People who “got straight” in prison by connecting to their aboriginal roots came to the Friendship Centre looking a prison transition program that incorporated native spirituality.
Lekas received funding from the Aboriginal Corrections Policy Unit, a division of federal public safety, for just under $500,000 a year over five years.
Emmett Peters, a Mi’kmaq elder, is integral to the success of the program, serveing as a mentor and spiritual guide for the Seven Sparks participants.
Peters used to run sweat lodges in prisons. Now, sweat lodges are the cornerstone of Seven Sparks. It is a place for spiritual cleansing.
Though Peters was never in prison, he has overcome alcoholism.
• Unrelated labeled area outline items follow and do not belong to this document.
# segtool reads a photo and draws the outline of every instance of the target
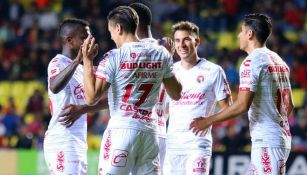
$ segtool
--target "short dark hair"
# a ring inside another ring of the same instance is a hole
[[[133,8],[128,6],[118,6],[111,10],[108,15],[108,20],[115,24],[120,24],[127,33],[136,32],[136,27],[139,23],[139,17]]]
[[[196,24],[189,21],[180,21],[172,26],[173,35],[177,30],[189,31],[195,37],[199,37],[199,28]]]
[[[129,6],[133,8],[136,11],[136,13],[139,15],[139,25],[142,26],[151,25],[152,14],[150,9],[145,4],[135,2],[130,4]]]
[[[71,18],[64,20],[59,27],[59,35],[61,39],[68,36],[75,36],[80,27],[89,26],[89,23],[82,19]]]
[[[264,44],[272,32],[270,17],[264,14],[248,14],[244,17],[244,25],[255,32],[256,39]]]

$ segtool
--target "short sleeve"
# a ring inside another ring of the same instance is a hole
[[[164,74],[163,78],[170,78],[170,77],[174,76],[174,73],[173,73],[173,58],[172,58],[171,54],[168,53],[168,51],[166,51],[166,59],[165,59],[164,69],[165,69],[165,74]]]
[[[105,80],[108,83],[112,82],[116,67],[114,57],[115,55],[112,51],[104,55],[104,58],[99,62],[99,65],[97,67],[96,78]]]
[[[224,70],[219,67],[214,80],[214,93],[217,101],[223,100],[230,96],[230,88]]]
[[[259,80],[261,65],[260,62],[252,61],[246,58],[240,66],[240,91],[257,91],[257,82]]]

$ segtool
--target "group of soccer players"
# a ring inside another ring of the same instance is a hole
[[[180,21],[172,27],[173,39],[163,38],[162,44],[152,38],[151,17],[141,3],[111,10],[108,30],[117,48],[97,68],[98,45],[89,24],[61,24],[62,53],[48,66],[52,118],[44,154],[50,174],[86,174],[86,113],[107,107],[111,119],[102,137],[99,175],[208,175],[212,124],[246,111],[252,137],[247,173],[285,174],[293,102],[288,66],[265,47],[270,19],[250,14],[243,21],[238,37],[248,56],[232,104],[223,69],[197,55],[199,28]],[[174,51],[180,57],[175,64]]]

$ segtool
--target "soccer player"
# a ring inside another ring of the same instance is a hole
[[[137,36],[140,39],[141,42],[148,42],[148,43],[156,43],[159,44],[159,41],[154,39],[152,37],[151,33],[151,20],[152,20],[152,14],[150,9],[142,4],[142,3],[133,3],[129,5],[131,8],[133,8],[136,13],[139,16],[139,24],[137,26]],[[164,47],[172,53],[173,50],[173,42],[168,39],[164,38],[166,41],[164,43]],[[165,151],[166,151],[166,92],[163,85],[160,88],[159,95],[158,95],[158,101],[156,105],[154,106],[152,110],[152,115],[156,117],[157,120],[157,129],[158,129],[158,137],[159,137],[159,160],[160,160],[160,169],[163,170],[163,164],[164,164],[164,157],[165,157]]]
[[[86,174],[85,113],[106,107],[102,103],[87,106],[85,101],[80,47],[88,33],[89,24],[86,21],[63,21],[59,27],[62,53],[57,54],[48,65],[52,118],[45,134],[44,155],[50,174]]]
[[[207,132],[195,136],[189,125],[195,118],[221,110],[231,102],[230,89],[223,69],[197,54],[199,28],[192,22],[173,25],[175,49],[180,61],[174,64],[174,74],[182,83],[179,101],[169,102],[165,174],[209,174],[212,136]]]
[[[240,49],[248,53],[240,67],[237,101],[224,111],[195,119],[196,134],[214,123],[248,111],[252,139],[252,174],[285,174],[291,149],[288,116],[294,105],[289,80],[290,69],[278,54],[266,48],[272,31],[269,17],[249,14],[239,33]]]
[[[92,60],[95,39],[82,47],[84,84],[88,104],[95,104],[109,89],[111,119],[104,132],[99,174],[159,174],[159,146],[152,108],[161,83],[169,96],[180,98],[181,85],[172,73],[172,56],[162,46],[139,42],[138,15],[119,6],[108,15],[108,29],[117,49],[99,63],[96,75]]]

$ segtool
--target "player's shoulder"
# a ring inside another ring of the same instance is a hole
[[[197,66],[201,69],[206,69],[206,71],[218,72],[222,70],[220,65],[213,63],[212,61],[209,61],[205,58],[200,58],[200,62],[197,64]]]
[[[114,57],[120,53],[119,49],[111,49],[105,54],[103,54],[102,59],[108,58],[108,57]]]
[[[71,63],[72,60],[62,54],[57,54],[56,56],[54,56],[50,62],[48,66],[51,65],[59,65],[59,64],[65,64],[65,63]]]

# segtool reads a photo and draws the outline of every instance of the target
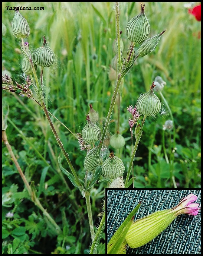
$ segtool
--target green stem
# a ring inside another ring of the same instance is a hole
[[[120,33],[120,21],[119,18],[119,3],[115,2],[115,18],[116,22],[116,34],[118,45],[118,73],[120,72],[121,67],[121,34]]]
[[[87,206],[87,210],[88,214],[88,218],[89,219],[89,228],[90,229],[90,234],[91,234],[91,238],[92,242],[95,237],[95,234],[94,230],[94,225],[93,224],[93,220],[92,219],[92,210],[91,209],[91,203],[90,203],[90,194],[88,191],[85,193],[85,200],[86,200],[86,205]]]
[[[139,142],[140,142],[140,139],[141,138],[141,137],[142,136],[142,134],[143,133],[143,127],[144,124],[144,122],[145,121],[145,119],[146,119],[146,117],[147,117],[146,116],[145,116],[145,115],[144,116],[143,121],[142,122],[142,126],[141,127],[141,130],[140,131],[141,133],[140,133],[140,136],[139,136],[138,139],[136,139],[135,143],[135,146],[134,146],[134,149],[133,150],[133,152],[132,154],[132,156],[131,157],[131,159],[130,159],[130,162],[129,166],[128,167],[128,173],[127,174],[127,176],[126,176],[126,180],[125,181],[125,186],[124,186],[125,188],[127,187],[127,185],[128,183],[128,182],[129,177],[130,177],[130,172],[131,171],[131,168],[132,167],[132,163],[133,162],[133,161],[134,160],[134,158],[135,157],[135,153],[136,152],[136,151],[137,151],[137,147],[138,146],[138,144],[139,144]]]
[[[106,134],[107,133],[107,129],[110,122],[111,116],[111,114],[112,114],[114,107],[115,104],[115,101],[116,99],[116,97],[118,94],[118,90],[119,90],[119,88],[120,88],[120,85],[122,79],[122,77],[119,77],[117,82],[115,89],[114,90],[114,94],[113,95],[113,96],[112,97],[112,99],[111,100],[111,105],[110,105],[109,110],[108,112],[108,114],[107,115],[107,117],[106,120],[106,123],[105,123],[105,125],[104,125],[104,127],[103,131],[102,137],[101,139],[101,140],[102,141],[102,143],[101,146],[101,148],[104,143],[104,138],[105,138],[105,136],[106,136]]]
[[[94,250],[96,248],[96,245],[98,244],[101,239],[102,233],[105,228],[105,212],[104,211],[103,213],[102,218],[99,224],[99,226],[96,233],[94,239],[92,242],[89,254],[94,254]]]

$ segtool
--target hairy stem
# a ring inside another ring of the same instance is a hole
[[[89,219],[89,228],[90,229],[90,234],[91,234],[91,238],[92,239],[92,241],[93,241],[95,237],[95,234],[94,230],[94,225],[93,224],[93,220],[92,219],[92,210],[91,209],[90,194],[88,191],[86,191],[85,196],[85,200],[86,200],[86,205],[87,206],[87,210],[88,214],[88,218]]]

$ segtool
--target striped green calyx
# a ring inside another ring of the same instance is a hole
[[[37,70],[37,66],[35,63],[33,63],[35,71]],[[22,69],[23,72],[27,75],[33,75],[33,70],[32,67],[32,66],[29,61],[24,57],[22,64]]]
[[[119,133],[114,134],[110,138],[110,145],[114,148],[121,148],[125,143],[125,139]]]
[[[130,227],[125,237],[132,248],[141,246],[151,241],[171,223],[177,215],[167,209],[159,211],[138,219]]]
[[[1,31],[2,35],[5,35],[5,34],[6,32],[6,27],[3,22],[1,23],[2,23],[2,29]]]
[[[89,116],[87,116],[87,123],[82,131],[82,136],[83,139],[88,143],[94,143],[101,138],[101,131],[96,124],[91,121]]]
[[[148,116],[157,114],[161,109],[161,102],[153,91],[155,86],[154,82],[150,86],[149,91],[141,95],[137,102],[137,107],[139,112]]]
[[[12,32],[17,38],[26,38],[30,35],[30,27],[25,18],[17,10],[13,20]]]
[[[101,160],[100,143],[90,150],[85,158],[84,167],[89,171],[92,172],[99,165]]]
[[[106,177],[115,179],[122,176],[125,171],[125,166],[122,160],[115,157],[112,152],[102,165],[102,171]]]
[[[157,46],[161,36],[165,31],[166,30],[164,30],[160,34],[150,37],[142,44],[137,51],[139,55],[143,57],[151,52]]]
[[[148,37],[150,26],[144,13],[144,4],[141,5],[141,12],[128,22],[125,30],[128,38],[131,42],[142,44]]]
[[[42,47],[36,49],[32,54],[33,62],[42,67],[49,67],[54,62],[55,54],[47,44],[45,38]]]

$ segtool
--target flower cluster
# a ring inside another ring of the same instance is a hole
[[[127,110],[132,114],[132,117],[129,117],[128,119],[128,123],[130,126],[130,132],[132,135],[132,128],[134,124],[136,124],[137,122],[138,119],[140,118],[140,115],[139,114],[139,111],[137,110],[136,105],[134,107],[132,108],[132,105],[129,106],[129,108],[127,108]]]

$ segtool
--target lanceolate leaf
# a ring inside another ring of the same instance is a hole
[[[74,178],[74,176],[67,170],[66,170],[66,169],[63,168],[63,167],[62,166],[61,164],[61,159],[60,158],[60,153],[59,153],[59,157],[58,158],[58,161],[60,170],[62,171],[63,173],[64,173],[66,176],[68,176],[68,178],[71,181],[75,187],[81,187],[81,186],[78,184],[76,180]]]
[[[134,215],[141,204],[141,202],[140,202],[111,237],[107,245],[107,254],[119,254],[121,253],[121,252],[122,252],[121,254],[124,254],[124,242],[125,242],[125,237],[133,221]]]

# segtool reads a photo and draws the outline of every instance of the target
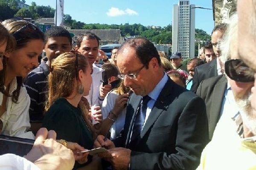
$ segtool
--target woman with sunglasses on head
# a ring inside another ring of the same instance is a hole
[[[0,71],[0,116],[3,123],[2,133],[7,136],[34,139],[30,128],[29,109],[30,99],[23,85],[23,77],[38,66],[38,57],[44,47],[43,33],[36,26],[25,21],[6,23],[4,26],[16,40],[12,51],[3,58]]]
[[[6,28],[0,23],[0,71],[3,69],[3,59],[5,54],[12,51],[15,45],[14,38],[9,34]],[[4,91],[4,86],[3,84],[0,84],[0,91]],[[0,133],[2,131],[3,126],[3,121],[0,119]]]
[[[57,139],[76,142],[91,149],[95,130],[81,101],[83,96],[89,94],[91,70],[87,58],[76,53],[64,53],[52,62],[43,127],[54,130]],[[92,159],[88,158],[87,163]],[[84,163],[76,162],[73,169],[85,165]]]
He gained control of his life through connecting to his aboriginal tradition.
Peters went to North Dakota to study with native elders and learn how to, as he puts it, “pray the Indian way.”
“Praying,” he said, “should give you energy, make you happy.” In connecting to the power of his culture, he said he realized he had value for the first time in his life.
Through Seven Sparks, Peters tries to show all who walk through the door they have the power to heal themselves.
The “Red Path” – stay sober, learn humility and treat himself, others and the world around him with respect.
Sun Dance is a sacred aboriginal ceremony, performed by many different aboriginal groups across North America. At the dance people give thanks to the Creator and pray for the well-being of others.